With over 4000 archeological sites in the Park, there are also a few great hiking trails, like The Prater Ridge Trail. The cliff dwellings themselves can only be entered with a Guide or Park Ranger
Purgatory is the place to be during Winter in Southwest Colorado. It may not have the runs like Vail or Breckenridge, it still possess 92 trails and 11 chairlifts. The name Purgatory originates from a witty farmer who lived in the area during the late 1800s and adopted the moniker for a nearby creek, a tributary of the Rio de las Anima Perdidas (the River of Lost Souls), dubbed by Spanish explorers in reference to a group who vanished on the river during Durango’s early history.
- The Base Elevation is 8,793 feet (2,680 meters)
- The Summit Elevation is 10,822 feet (3,299 meters) (That’s over two miles high!)
- Vertical Drop is 2,029 feet (618 meters)
- Skiable Area is 1,525 Acres (617 hectares)
- Our Annual Snowfall at Purgatory is 260 inches (660 centimeters) (That’s over 21 FEET!)
- We can cover 250 acres (21% of the mountain) with our Snowmaking
- We have 11 Lifts serving 92 runs and can get up to 15,050 people to the top of the mountain per hour.
In the summertime, the resort turns into a mountain biking haven, with the trails transforming into rugged cross country routes. The lifts are still available to access the higher part of the mountain.
Climb Mt. Wilson
Mt. Wilson claims an impressive 4,025 ft of prominence from a low saddle at Lizard Head Pass (10,222 ft) that stretches for almost 33 miles to its’ line parent (proximate), Uncompaghre Peak. It is also one of Colorado’s western-most fourteener and consequently, furthest from Denver.
Mt.

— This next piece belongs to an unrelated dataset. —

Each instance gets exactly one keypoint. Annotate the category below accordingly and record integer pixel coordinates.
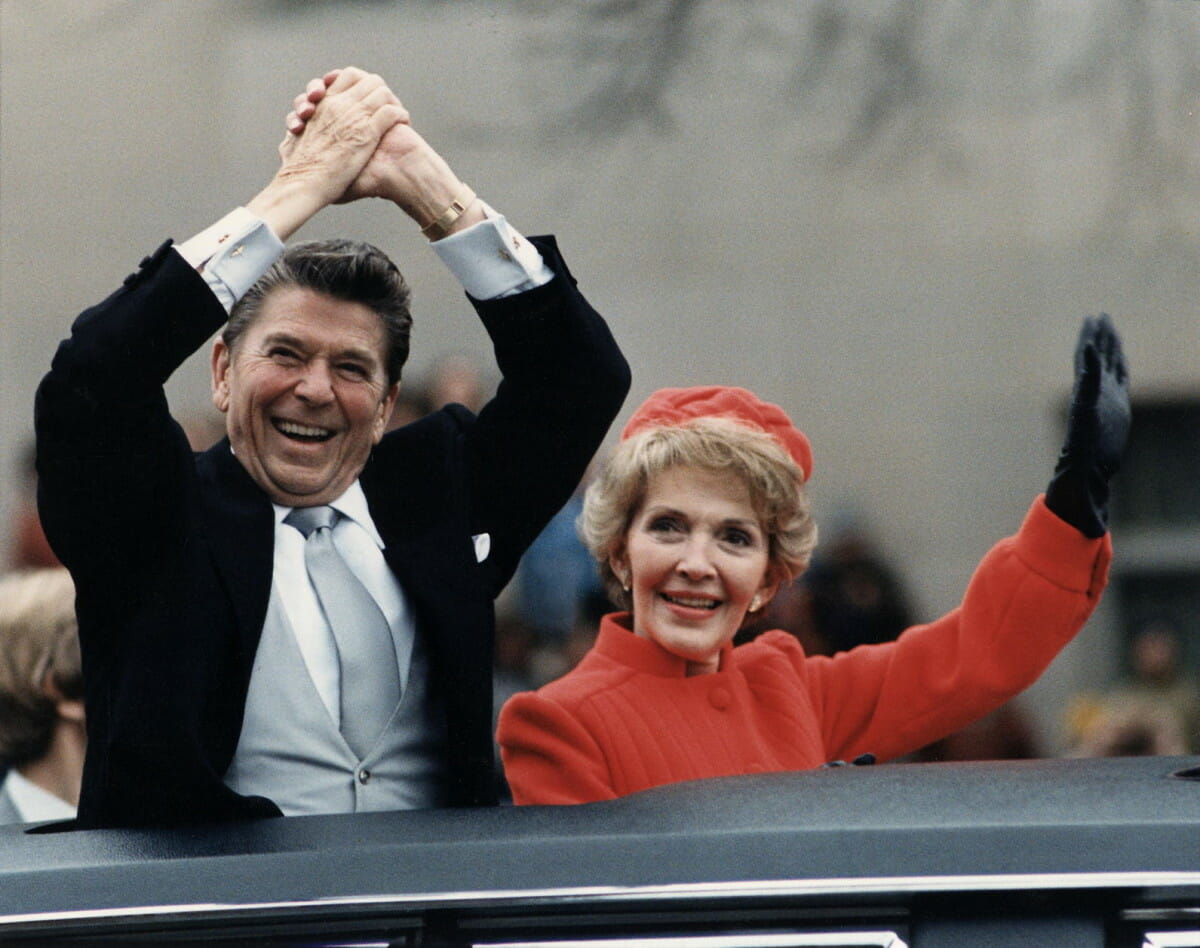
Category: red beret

Wilson and the surrounding wilderness pose massive vertical relief from the thick aspen forests of the low valleys to the almost near vertical cliffs of the alpine.
The ridge line over to “El Diente” is amazing and the singularity of the ridge line from Wilson Peak to Gladstone Peak (named for a British PM, William E. Gladstone, 1809-1898 by a small group of four climbers of whom three were British) is enthralling.
Climb Engineer Mountain
Engineer mountain is just under 13,000 ft and is a beautiful peak just a few miles north of Purgatory ski resort and a little south of Silverton. This is a very popular hike among locals
With about 3,000ft of elevation gain, this is a fairly challenging hike rounding out at 11 miles round trip. The first six miles include a fair share of switchbacks before breaking above treeline where there are beautiful wildflower meadows from June until early autumn. The meadows and aspen trees are also where the potential hazards begin. The sun can be quite strong in the summer time and June and July thunderstorms are common. The route is quite narrow towards the top and requires scrambling along a narrow ridge with plenty of loose scree that can be potentially hazardous if you are inexperienced or dont have good balance.
The old mining town of Silverton, nestled in the valley of San Juan county at over 9000ft in elevation, is now a National Historic Landmark District. Miners discovered gold here in the 1870’s and this attracted hordes of ambitious young men trying to make their fortune.
Today the small town is full of shops, restaurants and bars and historical buildings with relics from America’s post civil war, westward expansion.
You can visit the San Juan County Historical Society’s Mayflower MIll and County Jail.
Silverton is very close to the trailheads of some of Colorado’s most stunning 14er mountains.